Für den Begriff der Holding gibt es keine allgemeine Definition. Im Allgemeinen kann eine Holding verstanden werden als eine Kapitalgesellschaft, deren Haupttätigkeit in dem Halten von Beteiligungen an Kapital- sowie Personengesellschaften und in der Finanzierung dieser Tochtergesellschaften besteht.1 Bedeutsam in der Praxis ist seit jeher die Differenzierung einer Holding in umsatzsteuerlicher Hinsicht. So ist das bloße Erwerben, Halten und Veräußern von gesellschaftsrechtlichen Beteiligungen keine unternehmerische Tätigkeit.2 Eine derartige Holding (Finanzholding) ist nicht Unternehmer iSd § 2 UStG und mithin nicht zum Vorsteuerabzug berechtigt. Demgegenüber ist eine Holding, die durch administrative, finanzielle, kaufmännische oder technische Dienstleistungen in die Verwaltung ihrer Tochtergesellschaften eingreift (sog. Führungs- oder Funktionsholding) unternehmerisch tätig und grundsätzlich zum Vorsteuerabzug berechtigt.3 Sofern sich die vorgenannten Eingriffe nicht auf alle Tochterunternehmen erstrecken und einige Beteiligungen ausschließlich im Sinne einer Finanzholding gehalten werden (sog. gemischte Holding), hat die Holding sowohl einen unternehmerischen als auch einen nichtunternehmerischen Bereich. Folglich ist die gemischte Holding für einen Teil ihrer direkt zuordenbaren Eingangsleistungen (unternehmerischer Teil) zum Vorsteuerabzug berechtigt und für die übrigen direkt zuordenbaren Eingangsleistungen (nichtunternehmerischer Teil) nicht. Für Kosten wie allgemeine Verwaltungskosten (sowie auch Steuerberatungskosten, allgemeine Beratungskosten, etc.) muss die Vorsteuer aufgeteilt werden.4

Sowohl bei der Einordnung einer Holding in eine dieser Schubladen als auch in der Folge bei der Zuordnung einer gehaltenen Beteiligung zum Unternehmensvermögen ergeben sich diverse Fragen. Führt jedweder Eingriff (zB aufgrund finanzieller Dienstleistungen) in die Verwaltung einer Tochtergesellschaft zu einer Einstufung als Funktionsholding und folgt der Zuordnung einer Beteiligung zum Unternehmensvermögen der Abzug jedweder Vorsteuer aus direkt zuordenbaren Eingangsleistungen und anteiligen Verwaltungskosten?

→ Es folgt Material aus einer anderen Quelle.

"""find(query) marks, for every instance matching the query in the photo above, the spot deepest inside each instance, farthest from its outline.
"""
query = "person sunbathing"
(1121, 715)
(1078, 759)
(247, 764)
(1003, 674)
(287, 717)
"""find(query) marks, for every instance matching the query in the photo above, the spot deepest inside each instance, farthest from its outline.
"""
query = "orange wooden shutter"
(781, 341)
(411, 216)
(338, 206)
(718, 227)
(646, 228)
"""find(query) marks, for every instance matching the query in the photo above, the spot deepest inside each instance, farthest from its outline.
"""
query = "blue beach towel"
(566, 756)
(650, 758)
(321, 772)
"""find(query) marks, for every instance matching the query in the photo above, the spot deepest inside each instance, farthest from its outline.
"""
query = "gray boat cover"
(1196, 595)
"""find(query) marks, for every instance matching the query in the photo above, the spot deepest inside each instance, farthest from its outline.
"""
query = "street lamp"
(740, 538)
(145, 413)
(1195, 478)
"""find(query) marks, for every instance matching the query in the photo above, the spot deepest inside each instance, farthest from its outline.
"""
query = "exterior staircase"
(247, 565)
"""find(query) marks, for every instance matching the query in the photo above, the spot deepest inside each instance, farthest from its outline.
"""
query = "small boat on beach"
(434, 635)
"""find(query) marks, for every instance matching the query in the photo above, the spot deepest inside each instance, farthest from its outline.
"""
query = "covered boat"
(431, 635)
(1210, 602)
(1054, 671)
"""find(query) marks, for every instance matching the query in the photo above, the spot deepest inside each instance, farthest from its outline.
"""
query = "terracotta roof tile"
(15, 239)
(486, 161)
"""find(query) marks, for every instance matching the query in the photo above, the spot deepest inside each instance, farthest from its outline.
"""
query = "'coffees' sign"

Bereits in mehreren Urteilen hatte der EuGH nun Gelegenheit, den Zusammenhang von Eingangsdienstleistungen zu tatsächlichen/beabsichtigten Ausgangsumsätzen näher zu beleuchten. So verneinte er bei einer Holding den Vorsteuerabzug für Beratungskosten, die sich auf eine Beteiligungsveräußerung bezogen, die unstreitig zum Unternehmensvermögen gehörte, weil zwischen diesen eingekauften Beratungskosten und den durch die Holding erbrachten Verwaltungs- und IT-Dienstleistungen kein erkennbarer Bezug existierte.5 Hier schied sowohl eine direkte Zuordnung dieser Kosten zum Ausgangsumsatz aus als auch eine Rechtfertigung, dass diese Kosten zu den Kostenelementen der steuerbaren Ausgangsumsätze gehören.6 Ebenso hat der EuGH in Bezug auf den fehlenden Zusammenhang zwischen allgemeinen Verwaltungskosten und Finanzierung-(hilfs-)umsätzen entschieden.7 Fehlt es an einem unmittelbaren wirtschaftlichen Zusammenhang zwischen Eingangsleistung und Holdingumsatz gegenüber der Tochtergesellschaft, der einen Vorsteuerabzug nach § 15 Abs. 1 UStG8 zuließe, und gehört die Eingangsleistung nicht zu den Kostenelementen der Holdingumsätze, scheidet ein Vorsteuerabzug gleichwohl aus, obgleich eine Beteiligung im Unternehmensvermögen der Holding tangiert wird. Allein die Höhe der Eingangsleistung im Verhältnis zu nur geringen Holdingumsätzen kann den Kostenelement-Zusammenhang nicht zunichtemachen. Besteht jedoch ein unmittelbarer Zusammenhang zwischen Eingangsleistung und Holdingumsatz, ist die Mindestbemessungsgrundlage nach § 10 Abs. 5 UStG zu prüfen.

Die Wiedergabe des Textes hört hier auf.